Marie liegt noch immer auf der Schaukel und
schläft.
Sie hört nicht die Stimme Ihrer Großmutter und
liegt ganz ruhig da. Leicht schaukelt sie hin und her und man kann ein ganz
leises Quietschen der Holzschaukel hören.
Sanft fährt der Wind durch ihr Haar und weht ihr
die Locken ins Gesicht, was sie aber gar nicht bemerkt. Sie rekelt sich und es
scheint als ob sie einen wunderschönen Traum hätte, denn sie lächelt immer
wieder zwischendurch.
Ihr rötliches Haar schimmert in der untergehenden
Sonne und immer wieder springen die Locken vom Wind getrieben umher.
„Mami, ich hab dich auch lieb!“ murmelt sie
plötzlich. Wieder lächelt sie und es scheint als hätte sie etwas ganz
wunderbares erlebt.
Wieder ruft Oma Wenzel nach ihr doch Mariechen kann
sie nicht hören. Sie ist noch immer in den Traum vertieft.
Und so geht Oma hinaus auf die Veranda um Marie zu
holen. Sie findet sie immer noch träumend auf der Schaukel vor.
Leise tritt sie heran, beugt sich über Mariechen
und streichelt sanft über ihr golden schimmerndes Haar.
Jetzt wird Mariechen doch langsam wach, aber sie
will nicht so recht.
„Aufstehen.“ Sagt Oma ganz leise zu ihr „ das
Abendessen ist fertig!“
„Nein, ich will nicht! Mami ist doch bei mir!“ sagt
sie und schließt schnell wieder die Augen. „ Mami bleib doch bei mir, nicht
weggehen!“
Oma Wenzel ist sehr erstaunt über die Worte
Mariechens.
Marie macht ein ganz trauriges Gesicht, die Augen
doch wieder geschlossen, doch dann lächelt sie wieder und redet weiter: „Und du
kommst wirklich wieder? Versprich mir das!“ und wieder lächelt sie als hätte
sie von jemandem eine Antwort bekommen.
Mariechen spürt eine Hand die ihr übers Gesicht
streichelt, sanft und sehr liebevoll. Es ist Omas Hand. Die Berührung weckt sie
immer mehr auf und langsam öffnet sie ihre Augen.

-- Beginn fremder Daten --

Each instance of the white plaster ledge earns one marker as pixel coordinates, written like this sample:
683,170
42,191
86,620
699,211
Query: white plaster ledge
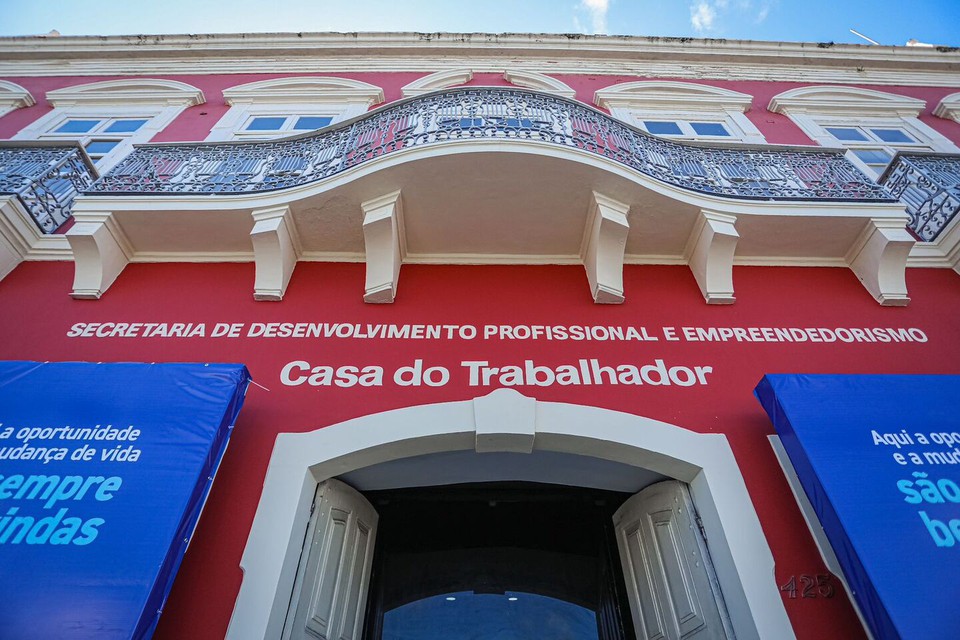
276,249
385,245
709,252
879,260
604,241
101,250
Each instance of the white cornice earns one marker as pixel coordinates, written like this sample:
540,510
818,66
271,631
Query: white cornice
304,90
949,107
845,101
126,92
578,54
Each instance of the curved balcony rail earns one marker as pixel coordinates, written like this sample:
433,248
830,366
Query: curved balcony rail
45,177
929,184
488,113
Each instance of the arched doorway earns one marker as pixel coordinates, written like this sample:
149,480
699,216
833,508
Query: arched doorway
506,421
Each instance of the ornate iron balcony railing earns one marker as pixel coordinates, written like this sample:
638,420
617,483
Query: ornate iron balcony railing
45,177
929,184
485,113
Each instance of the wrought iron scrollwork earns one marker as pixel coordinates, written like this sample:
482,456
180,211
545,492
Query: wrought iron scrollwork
45,179
756,173
929,184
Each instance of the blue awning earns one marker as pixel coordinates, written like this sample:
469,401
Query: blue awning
879,458
103,471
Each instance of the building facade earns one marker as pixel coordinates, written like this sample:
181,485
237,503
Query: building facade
475,277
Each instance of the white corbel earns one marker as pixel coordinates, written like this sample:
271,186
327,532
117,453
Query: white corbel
604,241
506,421
276,249
385,245
879,260
709,253
100,252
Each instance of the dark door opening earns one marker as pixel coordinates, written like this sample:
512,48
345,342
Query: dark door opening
497,561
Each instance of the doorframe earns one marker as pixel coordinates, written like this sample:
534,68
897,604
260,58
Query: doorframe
507,421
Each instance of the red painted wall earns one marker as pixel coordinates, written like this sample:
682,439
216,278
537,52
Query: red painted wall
195,123
38,313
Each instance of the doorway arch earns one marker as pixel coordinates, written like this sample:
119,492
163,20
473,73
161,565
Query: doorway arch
506,421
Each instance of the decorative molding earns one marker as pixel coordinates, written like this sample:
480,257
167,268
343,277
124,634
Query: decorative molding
604,241
949,107
506,422
680,96
100,252
276,249
879,260
845,101
437,81
385,244
139,91
13,96
538,82
307,89
710,251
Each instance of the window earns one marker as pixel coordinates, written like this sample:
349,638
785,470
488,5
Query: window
682,110
288,106
685,129
873,125
99,136
108,117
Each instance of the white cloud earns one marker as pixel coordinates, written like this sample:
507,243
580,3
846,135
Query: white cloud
702,16
598,13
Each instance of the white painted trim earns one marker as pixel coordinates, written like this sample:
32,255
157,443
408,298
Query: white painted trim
845,101
13,96
705,461
665,95
128,91
879,260
539,82
709,252
308,89
949,107
385,245
602,247
437,81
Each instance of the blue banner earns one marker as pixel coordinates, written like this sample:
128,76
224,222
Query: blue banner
103,471
879,458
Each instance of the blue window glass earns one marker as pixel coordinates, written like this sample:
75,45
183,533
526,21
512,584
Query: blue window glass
101,147
846,133
892,135
709,129
264,123
659,128
77,126
125,126
873,156
308,123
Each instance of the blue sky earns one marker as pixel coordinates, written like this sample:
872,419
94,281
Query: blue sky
886,21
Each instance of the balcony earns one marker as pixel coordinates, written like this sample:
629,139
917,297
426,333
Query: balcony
473,114
929,184
45,177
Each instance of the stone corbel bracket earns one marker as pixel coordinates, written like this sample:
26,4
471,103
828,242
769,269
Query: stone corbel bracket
709,253
385,245
100,252
879,260
276,249
604,242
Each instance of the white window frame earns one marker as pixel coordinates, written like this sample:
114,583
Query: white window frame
815,108
336,98
682,102
157,101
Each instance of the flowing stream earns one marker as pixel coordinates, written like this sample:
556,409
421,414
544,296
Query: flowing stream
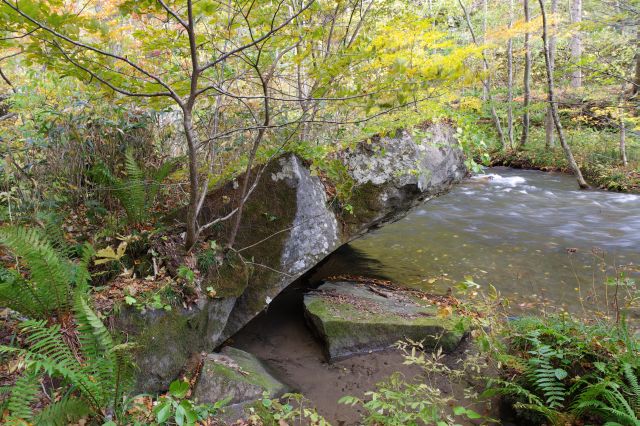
537,238
533,235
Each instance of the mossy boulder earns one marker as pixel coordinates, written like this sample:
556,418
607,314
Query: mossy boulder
353,317
235,375
288,226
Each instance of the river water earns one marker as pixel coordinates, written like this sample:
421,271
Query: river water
538,239
533,235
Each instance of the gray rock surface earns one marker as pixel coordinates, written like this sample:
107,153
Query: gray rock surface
235,375
352,318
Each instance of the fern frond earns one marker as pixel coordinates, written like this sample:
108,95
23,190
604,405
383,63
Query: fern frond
632,387
135,199
66,411
19,295
23,394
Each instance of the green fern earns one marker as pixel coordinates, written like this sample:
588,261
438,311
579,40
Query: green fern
137,192
547,378
95,371
607,400
98,375
48,288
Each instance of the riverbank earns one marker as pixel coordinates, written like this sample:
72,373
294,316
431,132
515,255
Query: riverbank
281,337
597,155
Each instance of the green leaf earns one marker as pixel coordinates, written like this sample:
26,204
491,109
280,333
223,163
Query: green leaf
560,373
179,388
180,415
163,412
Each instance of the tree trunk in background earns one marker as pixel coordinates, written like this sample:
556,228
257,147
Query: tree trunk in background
636,81
527,77
485,67
486,81
510,80
623,129
575,44
554,108
548,119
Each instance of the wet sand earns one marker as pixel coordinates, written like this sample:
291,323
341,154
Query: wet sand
281,338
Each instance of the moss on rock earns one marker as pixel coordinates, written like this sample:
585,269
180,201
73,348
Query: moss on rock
353,318
237,375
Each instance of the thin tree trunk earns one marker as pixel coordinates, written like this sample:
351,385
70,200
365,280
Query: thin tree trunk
486,82
636,81
623,129
575,44
510,80
554,109
548,119
252,155
192,209
527,77
485,65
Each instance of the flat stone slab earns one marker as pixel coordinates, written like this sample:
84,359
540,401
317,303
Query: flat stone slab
237,375
360,317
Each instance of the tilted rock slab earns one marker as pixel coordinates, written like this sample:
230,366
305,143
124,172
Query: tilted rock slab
235,375
353,318
288,226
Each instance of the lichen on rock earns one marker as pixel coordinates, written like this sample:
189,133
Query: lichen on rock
235,375
352,318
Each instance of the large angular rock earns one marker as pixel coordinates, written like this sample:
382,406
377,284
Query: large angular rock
289,224
236,375
352,318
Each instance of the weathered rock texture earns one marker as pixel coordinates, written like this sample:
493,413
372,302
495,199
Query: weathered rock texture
352,318
288,226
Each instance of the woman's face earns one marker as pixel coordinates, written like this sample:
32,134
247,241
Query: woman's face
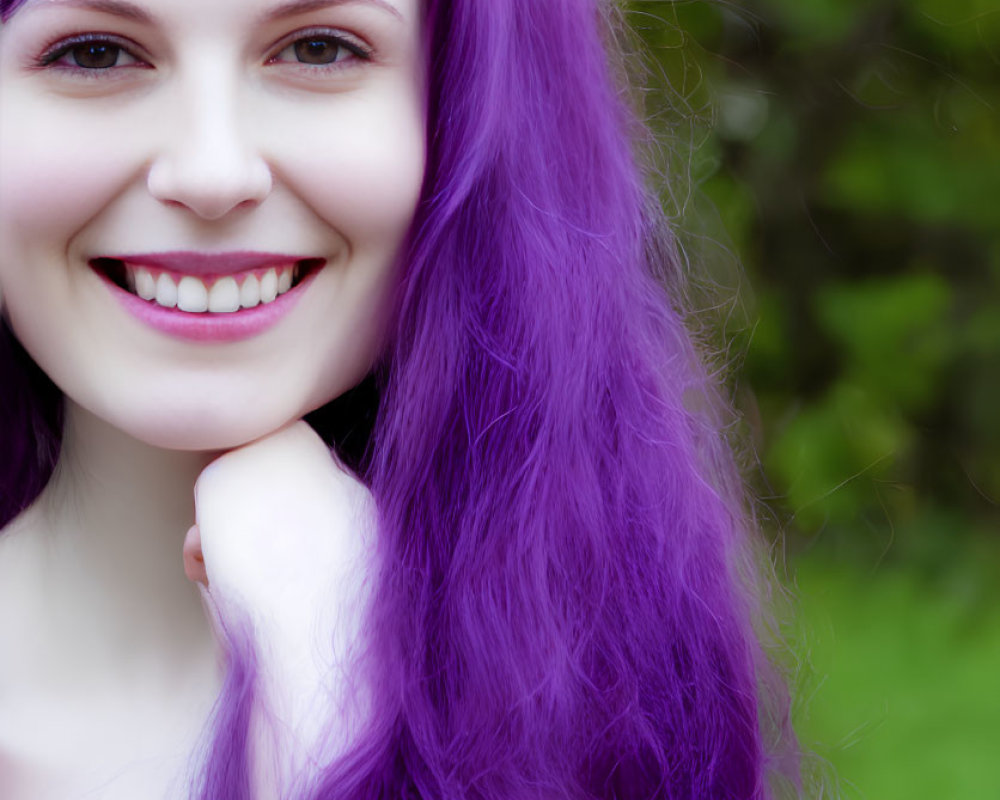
160,155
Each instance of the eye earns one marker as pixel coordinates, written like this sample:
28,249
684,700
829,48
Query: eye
89,54
321,49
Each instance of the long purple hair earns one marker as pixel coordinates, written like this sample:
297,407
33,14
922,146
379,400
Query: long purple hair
568,599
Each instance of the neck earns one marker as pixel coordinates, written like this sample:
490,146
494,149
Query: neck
103,551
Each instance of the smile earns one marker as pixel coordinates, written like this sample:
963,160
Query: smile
207,297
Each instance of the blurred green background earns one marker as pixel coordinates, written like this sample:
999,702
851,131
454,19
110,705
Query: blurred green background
835,170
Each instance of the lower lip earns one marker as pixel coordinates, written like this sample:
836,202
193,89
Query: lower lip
210,327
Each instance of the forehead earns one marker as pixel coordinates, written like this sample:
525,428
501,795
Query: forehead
149,11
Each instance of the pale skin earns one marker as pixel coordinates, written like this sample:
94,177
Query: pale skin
206,134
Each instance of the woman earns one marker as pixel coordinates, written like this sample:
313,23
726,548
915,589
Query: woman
557,598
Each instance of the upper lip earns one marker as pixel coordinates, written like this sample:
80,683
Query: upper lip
208,264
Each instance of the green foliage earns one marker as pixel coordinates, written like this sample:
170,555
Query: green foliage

Es dauert einige Zeit bis sie Oma Wenzel richtig
wahrnimmt.
„Hallo mein Liebes!“ sagt Oma zu ihr, lächelt sie
an und streichelt immer noch über ihre Locken. „Hast Du schön geträumt?“
„Mami war da!“ sagt Mariechen ganz leise und sie
lächelt übers ganze Gesicht. „Sie hat mir versprochen, dass sie wieder kommt!“
Hätte Marie das jemandem anderen erzählt, so hätte
dieser ihr vielleicht nicht geglaubt. Doch Oma Wenzel hatte in Ihrem Leben
selbst schon viele wundersame Dinge erlebt und sie glaubte Mariechen.
„Ja?“ sagt Oma „Und was hat sie gesagt? Geht es ihr
gut?“ fragt sie Mariechen weiter. „Wie hat sie ausgesehen?“ Sie weiß, dass
Kinder oft zu solchen Dingen noch mehr Zugang haben als es die meisten
Erwachsenen haben. Sie selbst jedoch zählte zu den Menschen die sich das
kindliche Erleben bis ins Alter bewahrt haben.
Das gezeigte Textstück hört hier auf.